DuckDuckGo, Mozilla, and 13 other tech firms support Congress’ antitrust legislation

DuckDuckGo, Mozilla, and 13 other tech firms support Congress' antitrust legislation

On Tuesday, a group of 13 companies urged the U.S. Congress to approve a bill that would rein in giant tech companies like Alphabet’s Google and Meta’s Facebook.

DuckDuckGo, Mozilla, Proton, and other companies voiced their backing for a bill to point out that the Big Tech platforms like Amazon.com and Google have used their dominance to drive consumers away from services that offer more privacy protections.

The legislation would prohibit companies from promoting their products on their platforms over their competitors if enacted. In simple terms, if this bill takes effect and you search for a product on Amazon, the top results won’t be Amazon’s own products.

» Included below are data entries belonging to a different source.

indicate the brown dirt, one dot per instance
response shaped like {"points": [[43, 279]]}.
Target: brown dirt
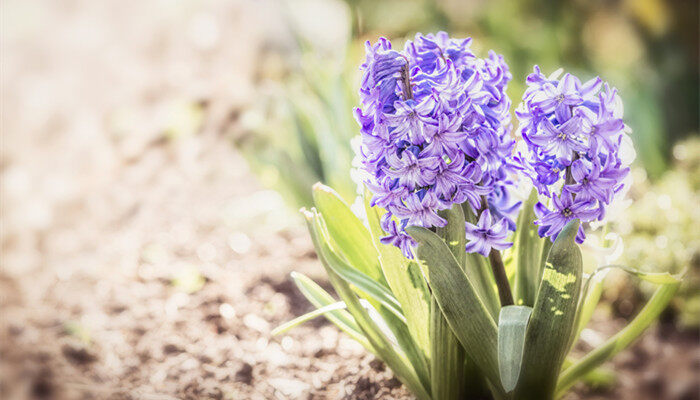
{"points": [[103, 208]]}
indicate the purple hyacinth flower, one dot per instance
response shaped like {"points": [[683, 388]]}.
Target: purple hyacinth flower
{"points": [[485, 236], [435, 131], [562, 141], [589, 183], [566, 209], [573, 135]]}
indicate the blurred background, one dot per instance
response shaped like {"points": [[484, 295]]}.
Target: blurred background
{"points": [[154, 154]]}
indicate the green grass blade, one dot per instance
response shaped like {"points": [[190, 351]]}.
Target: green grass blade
{"points": [[447, 365], [394, 358], [551, 324], [307, 317], [479, 272], [512, 325], [528, 248], [405, 280], [349, 234], [340, 318], [364, 283], [590, 297], [458, 301], [448, 357], [655, 305]]}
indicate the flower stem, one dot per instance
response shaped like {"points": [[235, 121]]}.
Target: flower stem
{"points": [[499, 270]]}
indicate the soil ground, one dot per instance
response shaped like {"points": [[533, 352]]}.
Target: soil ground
{"points": [[144, 261]]}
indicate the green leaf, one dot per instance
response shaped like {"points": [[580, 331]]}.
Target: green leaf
{"points": [[447, 362], [512, 325], [307, 317], [352, 238], [463, 309], [363, 282], [393, 357], [590, 296], [551, 326], [340, 318], [652, 309], [405, 280], [528, 248], [479, 272]]}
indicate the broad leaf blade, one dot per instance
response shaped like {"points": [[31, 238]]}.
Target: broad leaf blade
{"points": [[458, 301], [405, 280], [363, 282], [512, 325], [448, 357], [479, 272], [551, 325], [528, 248], [353, 239], [393, 357], [652, 309]]}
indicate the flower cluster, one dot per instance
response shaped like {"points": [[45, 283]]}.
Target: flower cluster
{"points": [[576, 143], [435, 131]]}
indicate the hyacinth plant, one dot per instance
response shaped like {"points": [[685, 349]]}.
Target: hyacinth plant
{"points": [[463, 286]]}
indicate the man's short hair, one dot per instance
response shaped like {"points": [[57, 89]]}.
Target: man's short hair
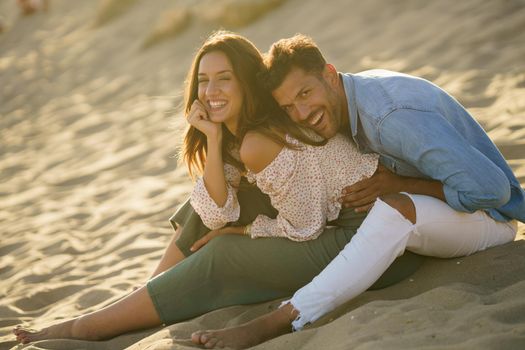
{"points": [[299, 51]]}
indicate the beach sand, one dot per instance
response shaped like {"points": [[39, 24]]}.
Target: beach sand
{"points": [[89, 130]]}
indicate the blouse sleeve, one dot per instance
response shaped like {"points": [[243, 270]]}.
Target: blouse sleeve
{"points": [[295, 185], [213, 216]]}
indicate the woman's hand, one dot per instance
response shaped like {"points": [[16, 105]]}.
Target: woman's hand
{"points": [[198, 117], [362, 195], [228, 230]]}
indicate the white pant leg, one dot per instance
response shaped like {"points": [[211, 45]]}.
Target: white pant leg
{"points": [[382, 237], [443, 232], [439, 231]]}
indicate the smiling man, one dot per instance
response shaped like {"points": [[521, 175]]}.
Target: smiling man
{"points": [[443, 189]]}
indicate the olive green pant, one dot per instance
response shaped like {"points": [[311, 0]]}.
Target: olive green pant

“Smaller, independent companies want to offer products that give people real control online. Due to harmful self-preferencing practices, a small number of giants dictate what we experience online,” Jennifer Hodges, the head of Mozilla’s U.S. Public Policy & Government Affairs, told CNET.

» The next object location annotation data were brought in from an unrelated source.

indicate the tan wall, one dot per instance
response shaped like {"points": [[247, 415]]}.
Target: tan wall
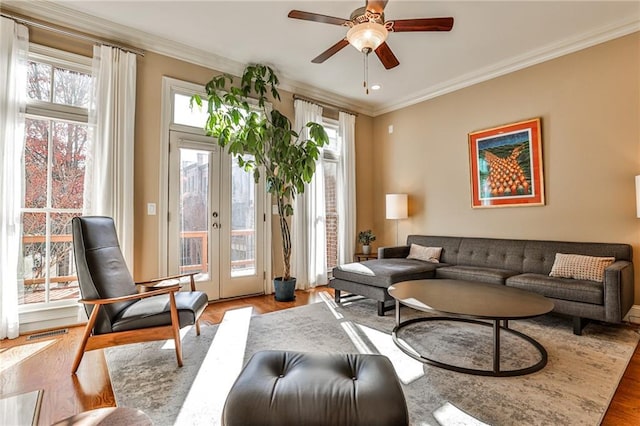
{"points": [[589, 103]]}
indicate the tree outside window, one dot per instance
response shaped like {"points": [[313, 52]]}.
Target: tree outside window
{"points": [[56, 136]]}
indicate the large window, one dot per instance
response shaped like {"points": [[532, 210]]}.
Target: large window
{"points": [[56, 134], [330, 162]]}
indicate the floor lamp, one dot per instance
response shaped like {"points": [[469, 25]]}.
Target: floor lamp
{"points": [[638, 196], [397, 208]]}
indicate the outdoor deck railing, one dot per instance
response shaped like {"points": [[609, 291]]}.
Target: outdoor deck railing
{"points": [[198, 235]]}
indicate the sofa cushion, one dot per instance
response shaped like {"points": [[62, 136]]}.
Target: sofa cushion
{"points": [[492, 253], [384, 272], [560, 288], [475, 273], [428, 254], [580, 267]]}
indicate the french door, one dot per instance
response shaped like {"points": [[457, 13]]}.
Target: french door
{"points": [[216, 219]]}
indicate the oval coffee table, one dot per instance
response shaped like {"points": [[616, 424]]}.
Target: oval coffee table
{"points": [[471, 302]]}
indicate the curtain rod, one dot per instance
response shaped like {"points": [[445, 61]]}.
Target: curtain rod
{"points": [[74, 34], [324, 104]]}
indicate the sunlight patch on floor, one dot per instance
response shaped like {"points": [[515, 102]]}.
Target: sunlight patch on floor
{"points": [[171, 344], [219, 370], [331, 304], [370, 341], [13, 356], [450, 415]]}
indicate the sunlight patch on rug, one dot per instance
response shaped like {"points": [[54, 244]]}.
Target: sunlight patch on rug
{"points": [[407, 369], [371, 341], [222, 364]]}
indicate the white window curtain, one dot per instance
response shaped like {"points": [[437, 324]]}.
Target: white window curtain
{"points": [[346, 192], [108, 187], [14, 50], [309, 256]]}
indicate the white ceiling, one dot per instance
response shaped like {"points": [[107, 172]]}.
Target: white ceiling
{"points": [[488, 39]]}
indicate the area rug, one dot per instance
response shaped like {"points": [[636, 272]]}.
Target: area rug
{"points": [[575, 387], [22, 409]]}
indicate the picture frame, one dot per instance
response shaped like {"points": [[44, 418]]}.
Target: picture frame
{"points": [[505, 164]]}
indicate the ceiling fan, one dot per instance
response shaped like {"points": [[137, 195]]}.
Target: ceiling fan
{"points": [[368, 30]]}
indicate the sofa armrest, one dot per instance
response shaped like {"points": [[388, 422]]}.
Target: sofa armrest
{"points": [[618, 290], [393, 251]]}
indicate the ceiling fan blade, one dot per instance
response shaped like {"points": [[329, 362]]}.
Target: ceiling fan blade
{"points": [[316, 17], [423, 24], [376, 6], [330, 51], [386, 56]]}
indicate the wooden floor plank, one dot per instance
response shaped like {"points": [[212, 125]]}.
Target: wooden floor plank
{"points": [[46, 364]]}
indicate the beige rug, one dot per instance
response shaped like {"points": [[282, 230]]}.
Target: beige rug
{"points": [[575, 387], [21, 410]]}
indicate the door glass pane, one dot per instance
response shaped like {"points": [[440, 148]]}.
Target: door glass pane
{"points": [[194, 211], [67, 174], [243, 222], [331, 212], [63, 283]]}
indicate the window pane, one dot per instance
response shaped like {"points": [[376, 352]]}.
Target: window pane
{"points": [[63, 283], [182, 114], [36, 159], [68, 164], [334, 139], [194, 211], [331, 212], [71, 88], [39, 81], [31, 279], [243, 224]]}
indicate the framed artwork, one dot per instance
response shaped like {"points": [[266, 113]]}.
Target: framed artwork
{"points": [[506, 165]]}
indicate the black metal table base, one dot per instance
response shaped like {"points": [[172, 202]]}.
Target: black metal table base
{"points": [[496, 372]]}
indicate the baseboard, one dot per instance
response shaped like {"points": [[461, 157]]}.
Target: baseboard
{"points": [[633, 315]]}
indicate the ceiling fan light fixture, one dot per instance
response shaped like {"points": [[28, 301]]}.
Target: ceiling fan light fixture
{"points": [[366, 37]]}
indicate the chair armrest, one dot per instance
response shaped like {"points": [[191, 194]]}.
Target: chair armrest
{"points": [[162, 290], [618, 290], [172, 277], [393, 251]]}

Brave, DuckDuckGo, Mozilla, and other such privacy-focused companies sent a letter to members of Congress on Tuesday urging them to vote on the American Innovation and Choice Online Act as soon as possible.

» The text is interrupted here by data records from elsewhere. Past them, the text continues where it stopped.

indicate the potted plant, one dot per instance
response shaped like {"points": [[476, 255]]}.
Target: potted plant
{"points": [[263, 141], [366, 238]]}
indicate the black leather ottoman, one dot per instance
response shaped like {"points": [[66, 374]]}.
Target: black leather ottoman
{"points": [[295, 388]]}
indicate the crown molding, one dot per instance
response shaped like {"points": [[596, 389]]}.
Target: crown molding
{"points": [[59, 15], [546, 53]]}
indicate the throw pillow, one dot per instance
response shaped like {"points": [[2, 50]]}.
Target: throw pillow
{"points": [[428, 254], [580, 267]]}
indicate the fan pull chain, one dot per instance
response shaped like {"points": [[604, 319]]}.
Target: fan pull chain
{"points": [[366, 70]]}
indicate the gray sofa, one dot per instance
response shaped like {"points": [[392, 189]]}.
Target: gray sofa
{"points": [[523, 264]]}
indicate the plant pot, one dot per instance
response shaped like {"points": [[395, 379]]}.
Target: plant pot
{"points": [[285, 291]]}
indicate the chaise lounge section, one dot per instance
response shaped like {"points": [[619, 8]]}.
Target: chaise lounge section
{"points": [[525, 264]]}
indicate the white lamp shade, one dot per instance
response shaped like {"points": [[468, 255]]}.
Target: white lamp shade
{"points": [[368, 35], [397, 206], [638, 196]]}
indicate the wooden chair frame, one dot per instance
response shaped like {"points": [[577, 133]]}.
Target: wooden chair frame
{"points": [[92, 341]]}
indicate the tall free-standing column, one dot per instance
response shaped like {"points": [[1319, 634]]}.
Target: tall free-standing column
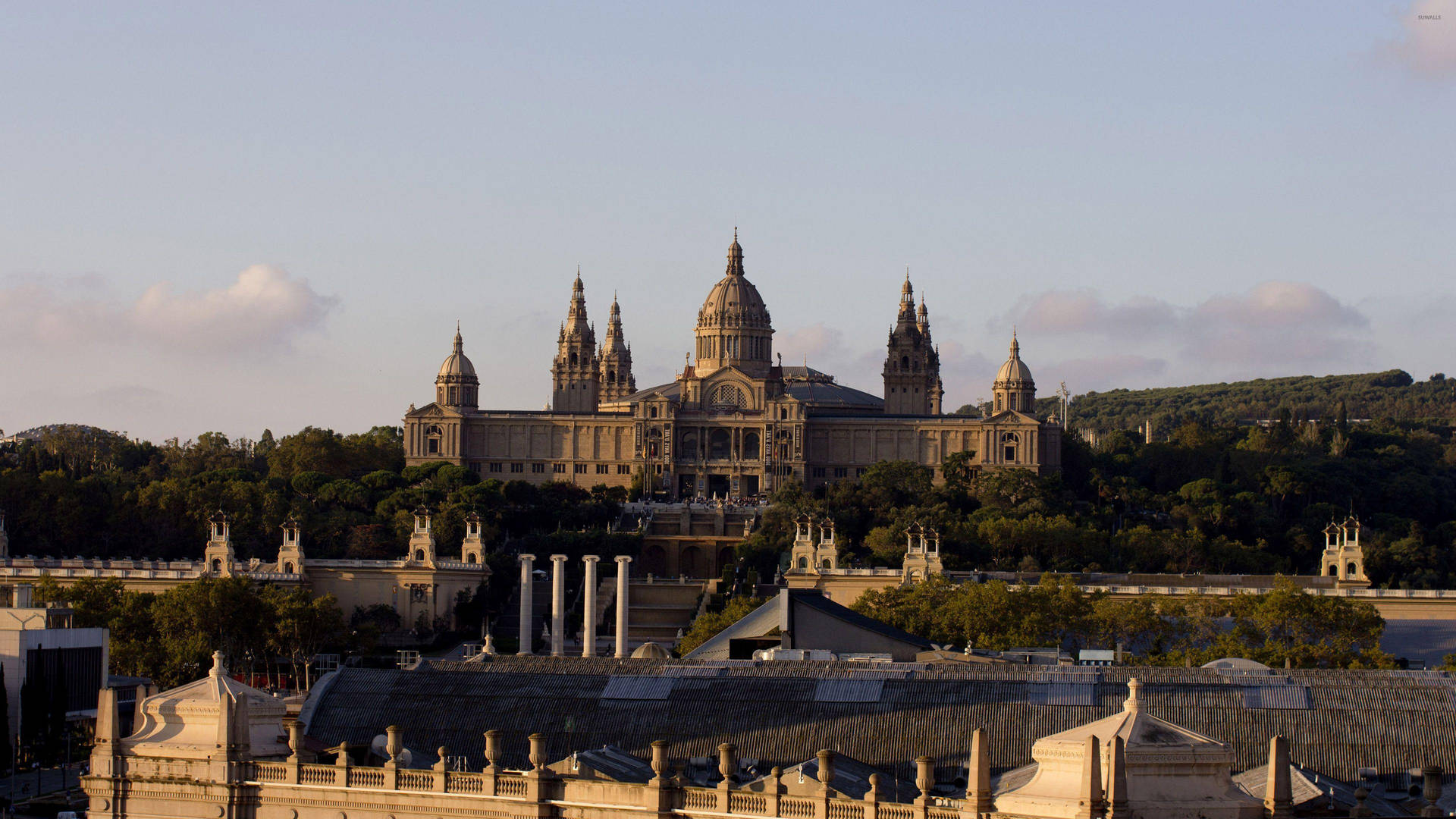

The American Innovation and Choice Online Act – or AICOA – legislation was introduced in October 2021 by Minnesota Democrat Sens. Amy Klobuchar and Iowa Republican Chuck Grassley. It has gained bipartisan support from senators like Lindsey Graham from South Carolina and Cory Booker from New Jersey.

Apple wrote a letter to Senate Judiciary Committee members stating, “After a tumultuous year that witnessed multiple controversies regarding social media, whistleblower allegations of long-ignored risks to children, and ransomware attacks that hobbled critical infrastructure, it would be ironic if Congress responds by making it much harder to protect the privacy and security of Americans’ personal devices.”

“Americans might get worse, less relevant and less helpful versions of products. While these bills might help the companies campaigning for them, including some of our major competitors, that would come at a cost to consumers and small businesses,” Google wrote in a blog post defending their side.